Professional career: GP.
- As an ethnic minority:
Despite being born in the UK, when I was young I was always aware that I was from an ethnic minority. At university I had my first experience of racism, medical students from out of London reacted to the diversity in London and made openly racist comments in front of me. Later putting on a head scarf during university I experienced a sudden lack of effort people made with me as I was no longer ‘cool’ living in a society where being cool can often be more important than being kind. At the same time this has always been overshadowed by those that go out of their way to show you it’s okay your different.
- As a woman:
I certainly feel blessed in this country to have laws in place that give me rights as a working woman such as maternity leave and have received a lot of support throughout my training, although at times I have certainly experienced a sense of resentment from fellow colleagues, and there still is a further way to go to bridge the gender inequality gap. Women are heroes that have to carry the next generation and that initial period of feeding and bonding is vital for the child’s development, a child that will hopefully contribute positivity to the future work force. The reality that we have no choice but to bear the children means men and women alike should accommodate the work place to make that compatible with work, it is a short but vital period of time where woman should not be made to feel guilty or less worthy at her work but her contribution celebrated and always made possible with ease. As a mother I question these ‘princess’ role models we still have for our daughters from a young age, then magazines plastered with the ‘perfect look’ as teenagers – the message you must be outwardly beautiful to be respected and worthy – teaching them to invest excess time into their looks (often at the detriment of their mental health), which in reality will benefit very little people, than one that has strived in inner beauty to benefit others and serve their community…that is the real hard work in this material word we live in today…and this is message I want to teach my daughters.
- As a mother:
I am blessed to now be a mother of 3 beautiful children. Initially as a full time trainee I experienced a lot of guilt that at times my child was paying the price and yet a sense of duty that as a doctor I have committed to a career of life long learning. Im grateful to now be able to work as a part time GP and give my children and my work my all. I’m fortunate my parents have always supported my career and my selfless mother is my hidden hero, of which all my success I owe to her.
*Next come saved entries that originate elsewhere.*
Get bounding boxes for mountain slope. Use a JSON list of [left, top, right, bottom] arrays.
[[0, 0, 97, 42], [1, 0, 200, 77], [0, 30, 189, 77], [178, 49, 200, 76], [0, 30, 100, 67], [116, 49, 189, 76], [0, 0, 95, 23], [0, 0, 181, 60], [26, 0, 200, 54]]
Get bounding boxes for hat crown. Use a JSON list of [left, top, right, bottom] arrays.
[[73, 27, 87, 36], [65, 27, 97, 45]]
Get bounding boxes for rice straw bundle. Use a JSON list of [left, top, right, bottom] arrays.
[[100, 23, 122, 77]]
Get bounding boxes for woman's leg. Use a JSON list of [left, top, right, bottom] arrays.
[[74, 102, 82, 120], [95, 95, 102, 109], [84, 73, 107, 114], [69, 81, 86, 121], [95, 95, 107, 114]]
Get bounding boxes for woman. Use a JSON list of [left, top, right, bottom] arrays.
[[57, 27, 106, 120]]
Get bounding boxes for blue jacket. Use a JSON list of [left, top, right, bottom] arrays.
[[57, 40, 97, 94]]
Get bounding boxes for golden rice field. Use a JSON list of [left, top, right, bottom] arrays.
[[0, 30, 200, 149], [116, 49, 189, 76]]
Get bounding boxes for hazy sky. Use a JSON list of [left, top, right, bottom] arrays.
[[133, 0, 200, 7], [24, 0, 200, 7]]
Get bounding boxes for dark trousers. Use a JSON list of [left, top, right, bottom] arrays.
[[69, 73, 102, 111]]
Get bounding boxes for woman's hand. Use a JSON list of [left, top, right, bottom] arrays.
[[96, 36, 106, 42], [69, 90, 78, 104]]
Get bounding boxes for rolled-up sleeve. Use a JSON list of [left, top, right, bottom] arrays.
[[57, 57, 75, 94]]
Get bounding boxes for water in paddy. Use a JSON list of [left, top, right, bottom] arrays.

Message: I hope when anyone looks at me with my scarf on and speaking Arabic to my children, they know I am also British. I love my background and embrace it as an adult, but I have also never set foot in Iraq before, and London is the only home I’ve ever known. My scarf is a symbol of my faith and my choice and certainly not suppression.
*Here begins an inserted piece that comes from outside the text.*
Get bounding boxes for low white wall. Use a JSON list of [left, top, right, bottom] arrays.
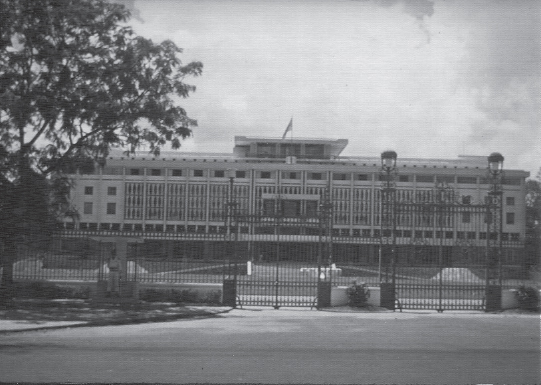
[[330, 286, 348, 306], [501, 289, 519, 310]]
My fellow female ethnic BAME women if we respond to aversion with the best of character we can bring out the best in people, everything happens for a reason when one door closes for you a better one will open. Don’t let obstacles on your way ever stop you, be true to yourself. Keep your intentions good, work hard and when there’s a will there’s a way!
About This Art Series:
Inspired by the poster “We Can Do It” aka “Rosie the Riveter”, who has served as a powerful symbol to many women and has motivated and provided strength to many individuals throughout society. Ameana has created a series of work (which is on going) to celebrate the many strong women within out NHS workforce.
The NHS workforce is made up of a diverse community, however, like many organisation there are also some inequalities that are embedded within the NHS. In order to gain insight into the thoughts of other NHS workers, Ameana has requested her colleagues to be her muses and tell the story of their background and the challenges they have faced as women and as being a part of the ethnic minority. In her series of art pieces, she has used an urban style to-accentuate the powerful role the women play as NHS workers. She has written strong women in English as well as their native language.